Memories of CGf
#12 「黒衣の男」
黒衣の男「ここから先は通さんッ!!」
男はそう叫ぶなり大量のゴブリンを引き連れて襲ってきた。
アベル「お前は誰だ?! 何の目的で僕等を襲う?!」
男は答えない。
ただ黙ってこちらを睨みつけてくるだけだ。
その目は怒りや憎しみとは別の、強い意志を感じる。
男が詠唱を始めるのと同時にゴブリンが襲ってくる。
イハ「呪術?! いやらしい術を……!」
ガッデスとヒスイがゴブリンたちを迎え撃ち、
メイファが男の詠唱を牽制する。
アベル「こいつらただのゴブリンじゃないな」
ゴブリン達はかなり津制されていた。
かなり訓練され低Rのだろう。
攻撃する時は連携し、誰かが傷つけば回復をしてくる。
動きに無駄がない。ただのゴブリンより知能も高いのだろう。
おかげでなかなか切り崩せない。
ゴブリンたちの影で黒衣の男は次々と呪いを飛ばしてくる。
毒の呪いだ。
呪いは強く抵抗すればそうそうかからない。
だが、その一瞬は集中が途切れる。
いやらしいことこの上ないが
乱戦の中での一瞬のスキは命取りになる。
メイファ「ちょっと! 早く何とかしなさいよ!」
言いつつ放った矢がゴブリンの1匹を射抜く。
そこにガルムが飛び込み、そいつののどを神ちぎった。
イハ「いわれなくてもわかってるわよっ!
ガッデス、こっちのことはいいから、アンタも弱ってる奴を狙いなさい!」
アベル「ヒスイ、お前もだ。
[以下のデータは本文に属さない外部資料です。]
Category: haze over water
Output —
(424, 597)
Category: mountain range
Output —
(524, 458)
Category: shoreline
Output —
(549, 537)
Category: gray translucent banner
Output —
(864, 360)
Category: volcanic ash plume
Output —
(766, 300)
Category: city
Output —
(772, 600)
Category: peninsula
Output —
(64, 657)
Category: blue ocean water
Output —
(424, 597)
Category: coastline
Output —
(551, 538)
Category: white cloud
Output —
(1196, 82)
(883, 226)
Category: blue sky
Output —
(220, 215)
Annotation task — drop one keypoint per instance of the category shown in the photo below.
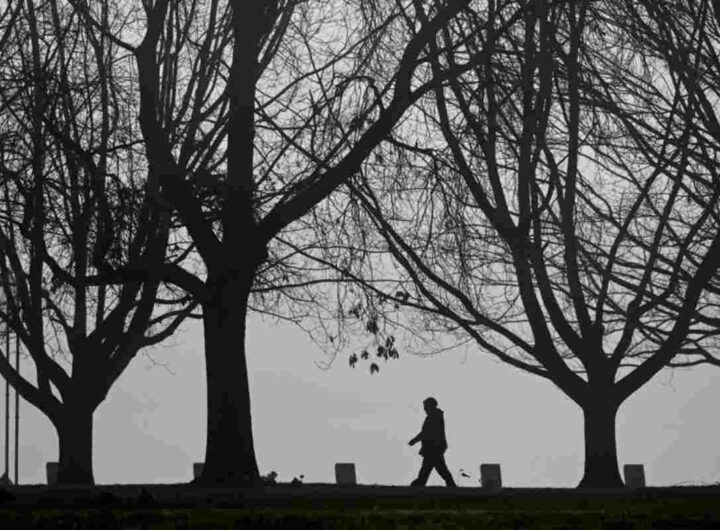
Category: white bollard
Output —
(345, 474)
(51, 469)
(490, 477)
(634, 475)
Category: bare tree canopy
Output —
(251, 114)
(73, 196)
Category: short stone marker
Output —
(345, 474)
(51, 472)
(634, 475)
(490, 477)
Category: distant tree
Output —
(251, 114)
(542, 205)
(683, 38)
(72, 196)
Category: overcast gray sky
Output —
(151, 428)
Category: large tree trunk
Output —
(75, 436)
(229, 452)
(601, 465)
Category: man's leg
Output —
(444, 472)
(425, 470)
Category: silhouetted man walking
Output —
(433, 445)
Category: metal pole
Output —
(17, 409)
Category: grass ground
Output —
(325, 506)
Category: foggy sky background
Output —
(151, 428)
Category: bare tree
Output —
(251, 114)
(542, 205)
(71, 198)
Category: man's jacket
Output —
(432, 435)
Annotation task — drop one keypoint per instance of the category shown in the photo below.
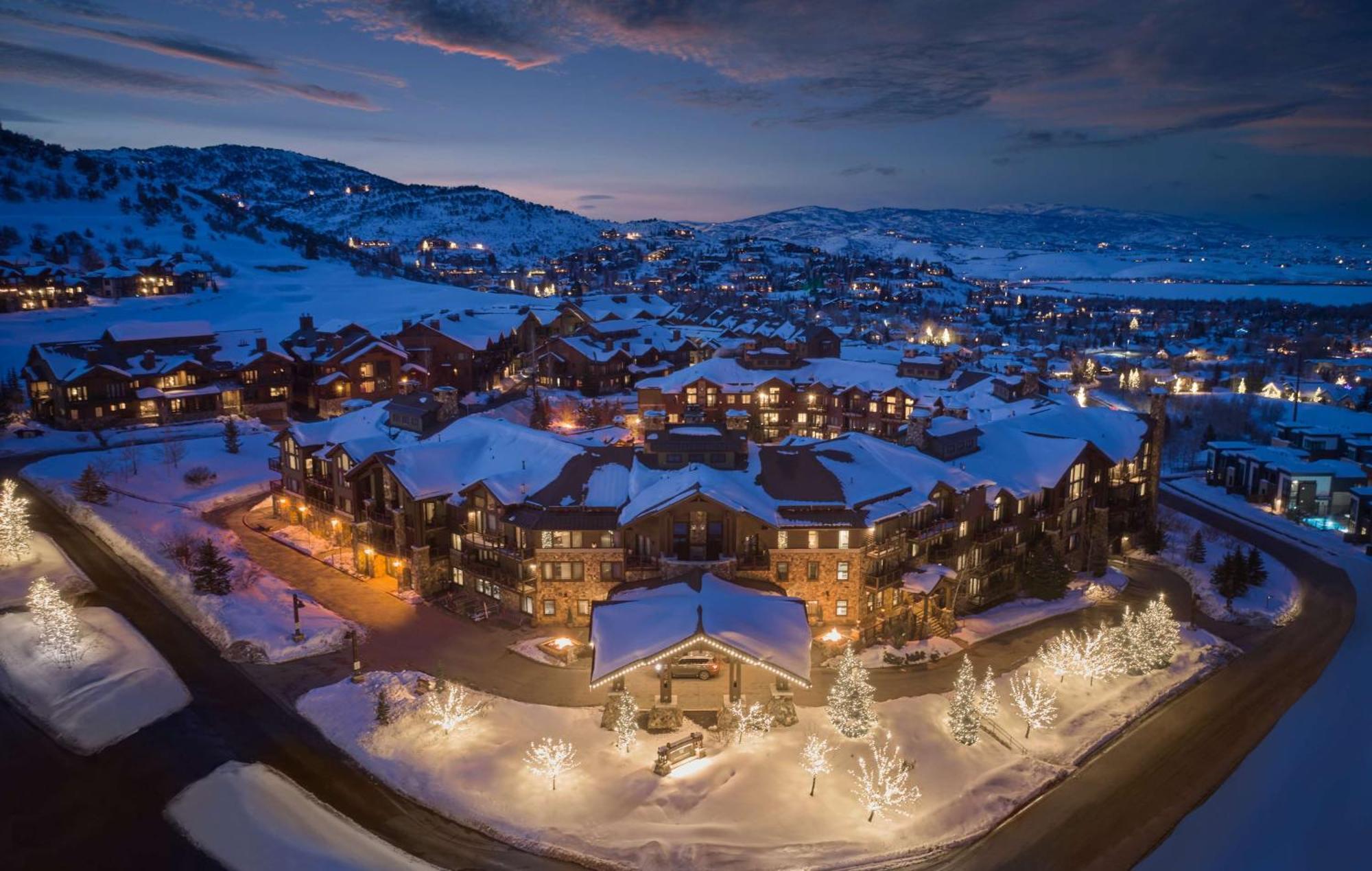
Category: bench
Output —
(678, 753)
ガッデスと同じ奴を狙え!」
集中が途切れた瞬間を見計らって呪いが飛んでくる。
意識を持っていかれそうになるが、辛うじて抗う。
アベル「お返しだ!」
疾風が男の体を切り刻み、
それに覆い被さるように爆炎と矢の雨が敵を襲った。
「正しき道は、われらの前に……」
男はそう言い残して倒れた。
メイファ「やったの・・・?」
アベル「そう、みたいだな」
イハ「一体なんだったのかしら……」
地下道はさらに奥に続いている。
アベル「とにかく先に進もう」
(正しき道……一体何のことだ)
その言葉の意味は、その時の僕には知る由もなかった。